On est rendus au Vieux-Port, au boutte de la manif. Ça fait un énorme tapon de monde. Et dans cette masse de cochons rouges, je tombe par hasard sur Rose et Jonas. Les discours sont commencés, mais on comprend pas bien parce qu’on est trop loin, on se dit qu'on va les écouter sur YouTube, et puis ma vision commence à fucker un peu. Il y a un cercle flou dans mon champ de vision, et ça me gosse au point où j’ai de la misère à suivre la conversation avec Luc Chicoine.

Au début, c'était un tout petit cercle.


Tranquillement, le cercle est devenu plus grand et fatikant.

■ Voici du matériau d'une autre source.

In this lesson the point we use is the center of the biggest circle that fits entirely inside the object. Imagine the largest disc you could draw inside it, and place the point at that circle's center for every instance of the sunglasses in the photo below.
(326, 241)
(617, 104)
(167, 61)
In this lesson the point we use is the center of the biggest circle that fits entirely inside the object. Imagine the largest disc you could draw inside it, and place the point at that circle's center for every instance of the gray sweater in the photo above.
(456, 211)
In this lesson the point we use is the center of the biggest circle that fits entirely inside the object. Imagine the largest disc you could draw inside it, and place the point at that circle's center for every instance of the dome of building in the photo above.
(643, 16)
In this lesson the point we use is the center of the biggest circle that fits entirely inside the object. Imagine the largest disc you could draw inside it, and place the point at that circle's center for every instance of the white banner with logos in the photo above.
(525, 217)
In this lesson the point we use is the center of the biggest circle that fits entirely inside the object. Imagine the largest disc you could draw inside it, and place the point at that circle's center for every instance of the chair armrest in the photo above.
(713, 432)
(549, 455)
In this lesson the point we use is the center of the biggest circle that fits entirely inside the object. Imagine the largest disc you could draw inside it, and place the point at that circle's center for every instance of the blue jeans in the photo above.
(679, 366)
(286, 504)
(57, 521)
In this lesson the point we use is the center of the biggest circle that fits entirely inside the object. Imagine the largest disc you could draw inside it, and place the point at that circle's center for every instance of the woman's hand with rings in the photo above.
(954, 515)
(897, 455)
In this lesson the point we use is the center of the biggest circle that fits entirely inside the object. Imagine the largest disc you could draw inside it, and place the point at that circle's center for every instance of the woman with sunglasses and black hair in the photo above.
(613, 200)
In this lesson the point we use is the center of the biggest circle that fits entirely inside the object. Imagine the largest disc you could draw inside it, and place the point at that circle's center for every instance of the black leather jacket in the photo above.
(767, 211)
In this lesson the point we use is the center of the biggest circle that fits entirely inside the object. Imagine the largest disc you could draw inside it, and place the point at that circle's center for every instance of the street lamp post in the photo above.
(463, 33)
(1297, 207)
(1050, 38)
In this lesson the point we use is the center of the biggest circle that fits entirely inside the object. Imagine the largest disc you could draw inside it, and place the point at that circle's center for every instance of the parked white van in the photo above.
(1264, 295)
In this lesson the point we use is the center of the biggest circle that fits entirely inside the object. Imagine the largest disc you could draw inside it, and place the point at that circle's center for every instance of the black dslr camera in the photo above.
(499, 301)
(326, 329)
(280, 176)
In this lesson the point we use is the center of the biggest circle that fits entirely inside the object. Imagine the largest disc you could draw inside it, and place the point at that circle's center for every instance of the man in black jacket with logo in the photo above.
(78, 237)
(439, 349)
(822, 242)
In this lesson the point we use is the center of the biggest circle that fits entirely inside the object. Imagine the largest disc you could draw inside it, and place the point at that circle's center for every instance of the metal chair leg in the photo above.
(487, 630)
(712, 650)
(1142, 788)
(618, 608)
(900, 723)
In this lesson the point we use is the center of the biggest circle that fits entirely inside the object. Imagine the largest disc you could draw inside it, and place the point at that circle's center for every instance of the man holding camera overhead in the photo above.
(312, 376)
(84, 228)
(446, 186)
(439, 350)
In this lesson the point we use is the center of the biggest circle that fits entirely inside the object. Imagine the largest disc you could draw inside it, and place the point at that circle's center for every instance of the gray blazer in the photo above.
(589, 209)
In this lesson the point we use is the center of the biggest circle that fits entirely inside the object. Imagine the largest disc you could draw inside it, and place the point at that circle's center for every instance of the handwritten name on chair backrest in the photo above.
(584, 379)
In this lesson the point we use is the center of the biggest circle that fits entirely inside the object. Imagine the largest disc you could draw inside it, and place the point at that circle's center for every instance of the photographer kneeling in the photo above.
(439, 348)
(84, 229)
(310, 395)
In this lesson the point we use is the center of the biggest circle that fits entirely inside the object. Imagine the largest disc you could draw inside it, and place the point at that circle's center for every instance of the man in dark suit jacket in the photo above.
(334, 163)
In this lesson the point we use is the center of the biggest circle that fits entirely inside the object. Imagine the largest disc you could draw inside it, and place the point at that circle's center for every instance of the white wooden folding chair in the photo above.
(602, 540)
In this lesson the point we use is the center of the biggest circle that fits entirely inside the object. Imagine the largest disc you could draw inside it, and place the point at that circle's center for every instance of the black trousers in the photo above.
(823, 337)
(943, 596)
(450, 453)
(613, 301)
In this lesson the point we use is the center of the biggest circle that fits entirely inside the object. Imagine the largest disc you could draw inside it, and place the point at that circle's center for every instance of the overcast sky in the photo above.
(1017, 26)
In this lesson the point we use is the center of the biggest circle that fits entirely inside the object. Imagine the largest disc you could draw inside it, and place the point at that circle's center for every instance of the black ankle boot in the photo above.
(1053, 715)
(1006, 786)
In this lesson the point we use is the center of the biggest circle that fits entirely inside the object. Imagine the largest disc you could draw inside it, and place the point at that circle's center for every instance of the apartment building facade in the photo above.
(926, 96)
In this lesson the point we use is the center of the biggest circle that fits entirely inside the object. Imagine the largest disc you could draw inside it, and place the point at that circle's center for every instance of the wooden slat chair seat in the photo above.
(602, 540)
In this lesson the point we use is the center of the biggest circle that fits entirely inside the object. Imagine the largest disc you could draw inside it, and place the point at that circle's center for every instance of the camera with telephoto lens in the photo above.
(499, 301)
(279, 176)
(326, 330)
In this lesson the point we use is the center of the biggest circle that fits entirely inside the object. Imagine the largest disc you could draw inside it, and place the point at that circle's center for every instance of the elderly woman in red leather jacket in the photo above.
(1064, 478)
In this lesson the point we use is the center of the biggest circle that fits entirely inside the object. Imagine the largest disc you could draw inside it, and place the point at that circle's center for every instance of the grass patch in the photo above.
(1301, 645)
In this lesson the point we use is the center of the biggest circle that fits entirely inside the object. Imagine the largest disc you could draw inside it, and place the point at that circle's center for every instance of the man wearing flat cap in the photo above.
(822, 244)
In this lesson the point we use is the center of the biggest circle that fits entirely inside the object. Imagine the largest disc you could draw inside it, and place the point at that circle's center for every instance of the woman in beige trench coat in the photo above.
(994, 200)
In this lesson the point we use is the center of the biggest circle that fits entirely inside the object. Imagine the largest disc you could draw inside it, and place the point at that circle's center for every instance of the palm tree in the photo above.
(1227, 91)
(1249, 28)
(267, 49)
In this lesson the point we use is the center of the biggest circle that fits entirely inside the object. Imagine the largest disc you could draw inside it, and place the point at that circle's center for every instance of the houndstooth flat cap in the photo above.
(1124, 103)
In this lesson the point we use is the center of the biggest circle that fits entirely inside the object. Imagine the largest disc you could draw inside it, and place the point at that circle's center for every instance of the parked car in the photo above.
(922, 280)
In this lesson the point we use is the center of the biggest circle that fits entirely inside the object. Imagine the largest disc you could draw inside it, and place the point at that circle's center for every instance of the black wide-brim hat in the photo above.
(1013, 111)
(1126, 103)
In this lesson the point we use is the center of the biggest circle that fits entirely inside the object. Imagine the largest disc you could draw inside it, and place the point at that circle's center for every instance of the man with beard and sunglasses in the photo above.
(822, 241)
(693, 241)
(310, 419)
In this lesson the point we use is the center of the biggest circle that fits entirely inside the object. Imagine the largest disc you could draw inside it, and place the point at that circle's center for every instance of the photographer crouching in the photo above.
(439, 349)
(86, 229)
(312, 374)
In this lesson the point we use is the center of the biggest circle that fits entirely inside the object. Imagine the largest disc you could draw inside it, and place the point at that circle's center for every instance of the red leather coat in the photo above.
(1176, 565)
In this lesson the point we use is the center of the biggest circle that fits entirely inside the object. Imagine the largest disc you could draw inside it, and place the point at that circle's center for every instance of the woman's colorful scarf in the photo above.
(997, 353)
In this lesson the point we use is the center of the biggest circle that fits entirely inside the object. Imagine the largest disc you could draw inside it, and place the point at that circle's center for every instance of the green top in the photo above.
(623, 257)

Je me dis que mon corps a peut-être besoin de calories mais que je suis trop fatiguée pour m’en rendre compte, alors je mange une barre Milange du randonneur. Ça passe pas. On s’assoit. On s’assoit, oui, mais on reste debout, parce qu’on est des osties, on est là pour être debout. Ah! Ma glycémie est peut-être trop basse! Je sors mon glucomètre pour tchèquer ça. Je suis pas diabétique, mais mon médecin m’a prescrit ce machin parce que j’ai tendance à faire de l’hypoglycémie. 6,1, c’est bin correct. Arf, c’est énervant, le cercle s’agrandit. Je vois quand même bien, mais ça m’inquiète pareil. C’est pas un symptôme de caillot cérébral, genre? ACV? Ou autre affection grave et urgente? Au moment où je me demande si je serai capable de rentrer chez moi à pieds, un visage familier passe devant moi. C’est Alex! Et il me reconnait! Alex, c’est un ancien collègue de travail, je l’ai connu en même temps que Simon Douville et Maxym Ringuette. Il étudie à l’Université Laval et je sais qu’il s’implique beaucoup dans le mouvement étudiant, alors je suis pas étonnée de le voir là. Mais quand même, le croiser par hasard dans une mer de (200 000?) personnes! Il doit courir pour attraper son bus pour rentrer à Québec. Il a pas dû me trouver bin dynamique… Bon! Le halo flou a disparu! OK, on poursuit la marche? Go! 

On est un petit groupe à marcher sur une Ste-Catherine encore piétonne. Je laisse Luc Chicoine me guider, je regarde à peine où on s’en va, je concentre me dernières barres d’énergie dans mes jambes. Au coin de St-Laurent et Ontario, je salue mon ami qui s’en va bravement travailler. Je sais qu’il est fatigué et stressé parce qu’il donne un séminaire le lendemain matin. Je lui envoie des bonnes vibes magiques de bonne humeur de joie de vivre. Je fais quelques pas et je me retrouve face à une madame, une Italienne aux cheveux blancs, qui regarde derrière moi avec inquiétude. « Sont tellement chiens… » Je suis pas certaine de savoir de qui elle parle. « Sont tellement chiens les policiers. Ils viennent d’embarquer deux personnes pour rien! » Elle secoue la tête. Je me retourne, trop tard, la voiture les a avalés. Je poursuis mon chemin. Sans musique dans mes oreilles, ça fait drôle, j’ai pas l’habitude de sortir sans mon bébéPod. Je peux mieux percevoir le calme qui reprend tranquillement sa place dans la ville. Sur Sherbrooke, je croise Marie-Chantal avec un ami. Han! Wow! Encore un beau hasard! Je lui montre mes photos.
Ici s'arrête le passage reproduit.